Monday, October 2, 2017

Stories of Faithfulness

What are the stories we tell about our own lives?  I have just been through a 4 day run of going to various different story telling events from hearing several Native American story telling styles to just a story jam where people told their stories.  I was asked why I as a therapist who spends many, many hours of the week listening to people why I would during free time listen to more stories of people?  The answer is that I am interested in how we tell our own stories…the meaning we put on events and whether or how we notice the presence of the spirit in our lives.  I am also fascinated by the ways in which our lives are interconnected, woven into a web even when we don’t know it.  

This weekend I heard three stories that were told in very different settings by people who did not know each other that speak to the amazing way the Divine connects us to each other for the purpose of healing.   The first story was simply one of how a woman was reached out to over the internet by someone who had been the Goddaughter of her Father.  This was significant to her since she never knew her father who left her mother right after she was born.   The woman told her she had some family pictures and mailed to her photos of her parent’s engagement and honeymoon.  It was surprising and yet healing to look at these pictures and discover that her parents had clearly been in love.  (A thought that had not occurred to her since she had only known her divorced and embittered mother.)

The next story came from a doctor told about a time when he was in residency and during his rotation in the emergency room.   He woke up on a Monday morning at 2am from a nightmare in which a young woman had come in having an asthma attack and despite everything they did to try to help her she had died unable to breath.   He was so upset by this dream that he went to the Pulmonologist asking to be instructed on all emergency steps he could take if someone in ER could not breathe. He told the Sr Doctor that he felt certain he would be faced with this situation.  The doctor felt busy and did not see the point of this and put him off till “tomorrow”.   He put him off every day for 3 days.  Finally on the 4th day the Resident insisted the doctor make the time to tell him stating that we have used up all the waiting time.   As he began explaining the doctor did sort of get into it and the Resident was able to make a careful step by step list of options to try which ended with “and if none of that works you will have to call me, we will have to operate immediately and put her on an artificial lung”.

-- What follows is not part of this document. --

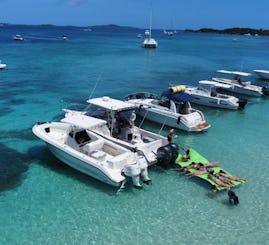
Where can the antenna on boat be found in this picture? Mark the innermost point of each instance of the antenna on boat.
(150, 21)
(95, 85)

Within the next 16 hours a young 21 year old woman was brought into ER by her parents, unable to breathe.  The young resident followed carefully the step by step instructions that he had and nothing worked.   She was down to only 4% oxygenation level.  People die at 3%.   He called the Pulmonologist who indeed had to operate quickly and put her on an artificial lung.  Only because the resident had known exactly what to do and had tried everything quickly was there enough time to get the Pulmonologist in there and they saved her life.   Her parents were extremely grateful and then said: “It is the strangest thing our daughter actually had a dream Monday night where she dreamt that she had an asthma attack so severe that she could not breath at all.”   The resident asked what time she has this dream and was told at 2am in the morning.
  
It strikes me that only God can make an intervention like this.  Both parties, who did not know each other, were armed with the knowledge to save the young womans’ life.  What an act of faith it was for this non-religious resident doctor to believe his own dream.  It strikes me that our very lives may depend upon the faithfulness of strangers.

In a remarkably similar vein another story I heard this weekend was from a Native American man in his 50’s.   He told that in his twenties he was so ruined and desolate from his experience in the Residential Schools that he wandered for a decade drunk and homeless till a powerful native healer had come to him.   She had gone on a vision quest and when emerging from a sweatlodge an image of a small 5 year old boy who had grown up with straight water on one side and curved water on the other side (an accurate description of his Washington birthplace).   She also got that he had been damaged and that he needed her to find and heal him in order that he could do a great work for his people.  She searched for 3 years.  Finally one day she found him on the street hung over and dirty.   She sent him to shower in her hotel room and gave him clean clothes to put on.   They talked about his life and she spent two years on his healing.  He has been sober ever since. He also has worked to support other native youth and now to help Native people to stop the fossil fuel projects that threaten our future.

Again in this story I am amazed by the faithfulness of this native medicine woman to believe she could find grown up, a man who she had seen only as a vision of as a boy. She had the faith that the vision was real and that she could find him with virtually no clues or directions.   I am awed that she had the dedication to persisted for three years till she found him and two more years through his healing.   I am again struck that only God can plant such visions.   And from the small act of making sure someone gets some photos, to the medium act of being a pest till you get the expert answers you need, to dedicating of years and years to the healing of another.  It is so clear how deeply we are all connected to each other and how critical a difference our faithfulness makes in the lives of others.


What have you heard? Have you been faithful to it?  How has God used you for the healing of others?